La struttura de “I Malavoglia” è organica, una struttura epico-lirica e circolare, mentre quella di “Mastro don Gesualdo” è frantumata e si scompone in episodi, suddivisi nelle quattro parti del romanzo; il montaggio dei vari episodi si basa sulla tesi che “nella roba non c’è salvezza”, sebbene la roba porti alla sconfitta, e chi non segue la logica della roba è considerato un romantico.
Protagonista
La logica della roba estranea Gesualdo sia dagli umili che dagli aristocratici; anche nel suo nome “mastro don” è contenuto il tentato passaggio di Gesualdo dalla condizione di umile “mastro” a quella di più ricco e importante “don”, ma alla fine la sua origine resta bassa e comunque non è accettato dai nobili.
Il conflitto che c’era tra la famiglia Malavoglia e il resto del paese, qui è interiorizzato nella coscienza di Gesualdo, nella quale si contrappongono il sentimento e la ragione economica: tale conflitto interiore porterà il protagonista ad ammalarsi di cancro (allo stomaco).
La morte del protagonista è una morte epica al contrario, ovvero non c’è compianto, poiché anche se Gesualdo è un eroe che combatte e vince, egli muore in solitudine. Il cancro è la materializzazione delle preoccupazioni per la roba, quindi ciò che egli ha fatto (culto della roba) si rivolta verso di lui.
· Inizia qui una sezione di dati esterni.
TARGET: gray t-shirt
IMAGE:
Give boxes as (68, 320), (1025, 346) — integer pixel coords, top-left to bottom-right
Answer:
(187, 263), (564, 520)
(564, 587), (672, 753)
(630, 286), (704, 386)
La morte di Gesualdo è rappresentata dal malevolo punto di vista di un servitore, la morte è considerata un capriccio ridicolo ed è profanata dai servitori (tecnica dell’estraniamento), inoltre essa non lascia eredità di affetti (al contrario della morte ne “I Malavoglia”).
Secondo molti critici, V. ha smesso di scrivere, lasciando inconcluso il “Ciclo dei vinti” e “La duchessa di Leyra”, perché il suo pessimismo era sempre più radicale, quindi i suoi personaggi sarebbero stati infinitamente negativi, rispetto a quelli di “Mastro don Gesualdo” e de “I Malavoglia”, romanzi nei quali è ancora presente anche una dialettica con la natura.